Birdshot, he said, is ineffective and risky.

“You’re not sure where these rounds actually even go,” Dzurenda said. “We could be hitting innocent people, we could be hitting staff; we could be hitting the victim instead of the perpetrator.

“Things like that should never happen.”

OTHER ISSUES

Dzurenda said some state laws hamper inmates’ efforts to gain employment on the outside.

“Things like a barber. Right now we do a great job of training inmates to be barbers. Everybody has to get haircuts,” he said. “They can become master barbers, however our state law won’t allow them to get a license when they’re released from prison. Ever.

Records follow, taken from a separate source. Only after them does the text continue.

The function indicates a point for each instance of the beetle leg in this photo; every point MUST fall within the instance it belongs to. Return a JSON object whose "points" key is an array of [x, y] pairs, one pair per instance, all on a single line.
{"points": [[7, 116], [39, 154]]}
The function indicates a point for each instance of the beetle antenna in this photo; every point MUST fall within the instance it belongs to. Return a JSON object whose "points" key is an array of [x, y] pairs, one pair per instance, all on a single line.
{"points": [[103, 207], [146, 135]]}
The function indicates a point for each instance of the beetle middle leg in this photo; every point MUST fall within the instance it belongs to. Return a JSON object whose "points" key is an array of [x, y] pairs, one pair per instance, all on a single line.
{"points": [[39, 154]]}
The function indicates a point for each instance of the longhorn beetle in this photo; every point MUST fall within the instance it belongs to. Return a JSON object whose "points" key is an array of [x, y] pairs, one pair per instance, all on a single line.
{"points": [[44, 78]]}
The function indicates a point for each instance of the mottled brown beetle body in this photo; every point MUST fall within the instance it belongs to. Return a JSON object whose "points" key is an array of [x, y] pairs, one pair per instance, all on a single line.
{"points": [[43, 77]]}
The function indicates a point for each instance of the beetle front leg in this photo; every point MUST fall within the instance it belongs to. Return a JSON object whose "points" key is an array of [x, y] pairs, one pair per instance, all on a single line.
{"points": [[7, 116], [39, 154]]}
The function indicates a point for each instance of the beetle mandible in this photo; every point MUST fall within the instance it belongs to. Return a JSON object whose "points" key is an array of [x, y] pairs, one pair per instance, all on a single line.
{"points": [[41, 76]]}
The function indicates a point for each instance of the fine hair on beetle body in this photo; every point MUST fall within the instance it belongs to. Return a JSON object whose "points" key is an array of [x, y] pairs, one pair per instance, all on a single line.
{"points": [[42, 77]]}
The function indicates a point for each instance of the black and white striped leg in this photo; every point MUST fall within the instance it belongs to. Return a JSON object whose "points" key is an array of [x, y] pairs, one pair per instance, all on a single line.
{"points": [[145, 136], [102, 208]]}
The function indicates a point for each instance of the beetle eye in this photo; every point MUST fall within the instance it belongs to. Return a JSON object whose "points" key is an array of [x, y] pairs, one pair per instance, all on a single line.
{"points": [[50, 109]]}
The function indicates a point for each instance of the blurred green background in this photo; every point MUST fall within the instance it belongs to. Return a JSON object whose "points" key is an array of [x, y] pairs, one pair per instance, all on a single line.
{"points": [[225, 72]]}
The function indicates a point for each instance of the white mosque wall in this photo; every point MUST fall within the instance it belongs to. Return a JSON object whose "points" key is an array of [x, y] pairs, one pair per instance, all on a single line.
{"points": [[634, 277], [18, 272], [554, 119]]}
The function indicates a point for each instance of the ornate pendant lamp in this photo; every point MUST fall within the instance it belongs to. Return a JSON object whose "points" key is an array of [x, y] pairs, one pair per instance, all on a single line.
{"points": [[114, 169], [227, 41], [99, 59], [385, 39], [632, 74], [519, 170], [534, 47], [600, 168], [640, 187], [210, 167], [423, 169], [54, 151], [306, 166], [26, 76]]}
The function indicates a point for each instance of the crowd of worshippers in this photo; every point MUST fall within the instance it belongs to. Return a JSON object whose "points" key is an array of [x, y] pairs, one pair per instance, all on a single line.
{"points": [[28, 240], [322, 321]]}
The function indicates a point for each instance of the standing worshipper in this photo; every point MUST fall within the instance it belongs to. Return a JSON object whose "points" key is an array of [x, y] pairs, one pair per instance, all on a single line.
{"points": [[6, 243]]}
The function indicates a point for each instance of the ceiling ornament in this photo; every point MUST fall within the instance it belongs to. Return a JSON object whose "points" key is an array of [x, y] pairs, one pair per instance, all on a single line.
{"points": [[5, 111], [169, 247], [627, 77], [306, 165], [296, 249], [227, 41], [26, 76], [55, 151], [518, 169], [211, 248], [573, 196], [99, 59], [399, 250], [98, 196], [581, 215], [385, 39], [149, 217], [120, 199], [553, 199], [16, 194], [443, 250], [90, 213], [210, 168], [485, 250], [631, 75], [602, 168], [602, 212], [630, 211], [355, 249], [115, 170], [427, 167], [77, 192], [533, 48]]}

“Which doesn’t make sense to me,” he said, “because if you want them to be successful and not commit crimes down the road they have to get jobs.”

He also wants to change state law to allow more use of volunteers. Around the country, he said, prison systems use volunteers to run programs such as religious services and counseling. Connecticut, he said, has about 13,000 volunteers in its prison system.

“It gives offenders connections on their way out,” he said. “They trust them a little more.”

But Nevada law requires state agencies to pay a year’s worth of workers’ compensation benefits upfront for each volunteer, he said.

“So I have to limit the amount of volunteers based on how much I can budget,” he said.

Dzurenda also said the inmate record management system is beyond antiquated and needs replacing.

“If I want to find out how many offenders came from Las Vegas, it’s very difficult,” he said. “Any system around the country, you should be able to just pull it up.

“Here, we have to do it all manually.”

In June, the Justice Department said Nevada’s prison system violated the Americans with Disabilities Act by housing HIV-positive inmates separately from other inmates and denying them equal employment opportunities.

Dzurenda said it shocked him to learn how Nevada manages HIV-positive inmates because federal law “prohibits agencies from doing what we were doing.”

He also said identifying HIV-positive inmates gives officers a false sense of security because an inmate could contract a disease after a test came up negative.

A better course, he said, is to presume all offenders are positive.

“That’s how we have to treat everybody,” Dzurenda sad. “So you take precautionary measures whatever you do.”

Dzurenda doesn’t deny the scope of challenges the department faces. And he knows changes will be incremental.

“It feels like every cabinet I’m opening there’s a different hole,” he said.

Yet he remains optimistic.

“It’s all good stuff,” he said. “I need everybody’s help to try to sell it, get the right things out and see the improvements down the road.”